Quando più non pensavo a questa cosa
rintronò sotto il tunnel una gioiosa
voce che sovrastava ogni altra cosa.
Era un saluto postumo e lontano
postumo nel mio cuore, non lontano
nel tunnel più di un breve tratto umano.
Il treno tarderà di almeno un’ora.
L’acqua del mare si fa più turchina.
Sul muro calcinato il campanello
casalingo non suona. La panchina
di ferro scotta al sole. Le cicale
sono le sole padrone dell’ora.
Felice chi è diverso
essendo egli diverso.
Ma guai a chi è diverso
essendo egli comune.
Indi rivolto il viso verso il guanciale
sorrideva a se stesso, con beato
rossore.
E poi son solo. Resta
la dolce compagnia
di luminose ingenue bugie.
O Zelindo, non sa la tua notte
i miei pensieri. Nel sonno riassapori
i molti pasticcini.

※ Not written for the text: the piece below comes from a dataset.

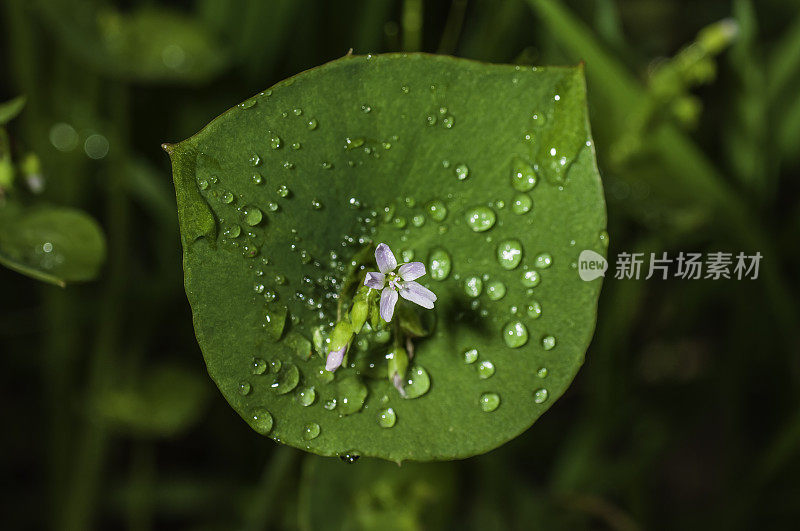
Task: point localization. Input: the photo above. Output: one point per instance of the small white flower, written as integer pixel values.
(401, 283)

O forse ridi
ancora, lacrimando, per il buffo
del varietà.
Ho puntato la brama in ogni luogo.
Sotto la pioggia ho perduto il mio seme.
Ora si gonfia il fiume e in me fiorisce
– straripa il fiume – un desiderio nuovo.
Forse la lenta tua malinconia si perde
se nella notte ad un veloce
treno l’affidi.
Poi fu una cosa povera, avvilita,
nascosta da una mano, il segno della vita.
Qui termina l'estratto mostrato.